The HASHTAG project I. A Survey of CO(3-2) Emission from the Star Forming Disc of M31

TL;DR

This survey of CO(3-2) emission in M31's disc reveals how the line ratio varies with galactic radius, dust temperature, and star formation, providing insights into the molecular gas conditions in different galactic regions.

Contribution

First comprehensive CO(3-2) survey of M31's disc, linking molecular line ratios with dust temperature and star formation activity across multiple galactic regions.

Findings

R31 ratio varies from 0.14 to 0.27 across M31's disc.

R31 positively correlates with dust temperature (ρ=0.55).
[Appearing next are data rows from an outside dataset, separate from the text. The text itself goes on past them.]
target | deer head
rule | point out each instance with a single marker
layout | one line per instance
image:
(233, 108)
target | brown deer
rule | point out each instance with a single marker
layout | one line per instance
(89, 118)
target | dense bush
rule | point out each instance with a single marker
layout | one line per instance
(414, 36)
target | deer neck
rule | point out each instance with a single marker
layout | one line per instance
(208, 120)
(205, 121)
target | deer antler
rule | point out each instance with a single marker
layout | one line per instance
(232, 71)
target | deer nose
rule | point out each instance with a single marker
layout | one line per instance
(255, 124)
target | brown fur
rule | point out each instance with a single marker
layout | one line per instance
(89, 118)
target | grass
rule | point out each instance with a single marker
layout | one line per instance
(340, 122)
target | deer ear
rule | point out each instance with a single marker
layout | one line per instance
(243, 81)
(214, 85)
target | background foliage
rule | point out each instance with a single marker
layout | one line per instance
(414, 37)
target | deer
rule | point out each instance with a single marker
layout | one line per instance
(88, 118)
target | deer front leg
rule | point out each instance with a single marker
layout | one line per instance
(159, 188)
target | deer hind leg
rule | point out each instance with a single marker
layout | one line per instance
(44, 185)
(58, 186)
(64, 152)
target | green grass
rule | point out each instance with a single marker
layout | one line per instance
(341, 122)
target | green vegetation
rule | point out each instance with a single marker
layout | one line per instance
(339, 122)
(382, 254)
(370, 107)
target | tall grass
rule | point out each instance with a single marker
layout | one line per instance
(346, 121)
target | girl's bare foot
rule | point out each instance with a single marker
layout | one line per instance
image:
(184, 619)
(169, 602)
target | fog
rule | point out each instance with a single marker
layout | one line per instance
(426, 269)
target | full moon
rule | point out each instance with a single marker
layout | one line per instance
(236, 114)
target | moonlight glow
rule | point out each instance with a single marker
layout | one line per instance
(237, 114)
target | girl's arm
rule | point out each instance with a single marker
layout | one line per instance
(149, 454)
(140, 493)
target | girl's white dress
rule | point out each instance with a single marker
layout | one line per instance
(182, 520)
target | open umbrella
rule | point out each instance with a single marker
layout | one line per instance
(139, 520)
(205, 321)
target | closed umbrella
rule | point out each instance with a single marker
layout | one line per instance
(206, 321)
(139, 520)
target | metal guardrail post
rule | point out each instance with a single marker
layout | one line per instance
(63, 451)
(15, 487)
CO(3-2) intensity strongly correlates with star formation rate surface density (ρ=0.54).

Abstract

We present a CO(3-2) survey of selected regions in the M31 disc as part of the JCMT large programme, HARP and SCUBA-2 High-Resolution Terahertz Andromeda Galaxy Survey (HASHTAG). The 12 CO(3-2) fields in this survey cover a total area of 60 square arcminutes, spanning a deprojected radial range of 2 - 14 kpc across the M31 disc. Combining these observations with existing IRAM 30m CO(1-0) observations and JCMT CO(3-2) maps of the nuclear region of M31, as well as dust temperature and star formation rate surface density maps, we are able to explore the radial distribution of the CO(3-2)/CO(1-0) integrated intensity ratio (R31) and its relationship with dust temperature and star formation. We find that the value of R31 between 2 - 9 kpc galactocentric radius is 0.14, significantly lower than what is seen in the nuclear ring at ~1 kpc (R31 ~ 0.8), only to rise again to 0.27 for the fields centred on the 10 kpc star forming ring. We also found that R31 is positively correlated with dust temperature, with Spearman's rank correlation coefficient $\rho$ = 0.55. The correlation between star formation rate surface density and CO(3--2) intensity is much stronger than with CO(1-0), with $\rho$ = 0.54 compared to -0.05, suggesting that the CO(3-2) line traces warmer and denser star forming gas better. We also find that R31 correlates well with star formation rate surface density, with $\rho$ = 0.69.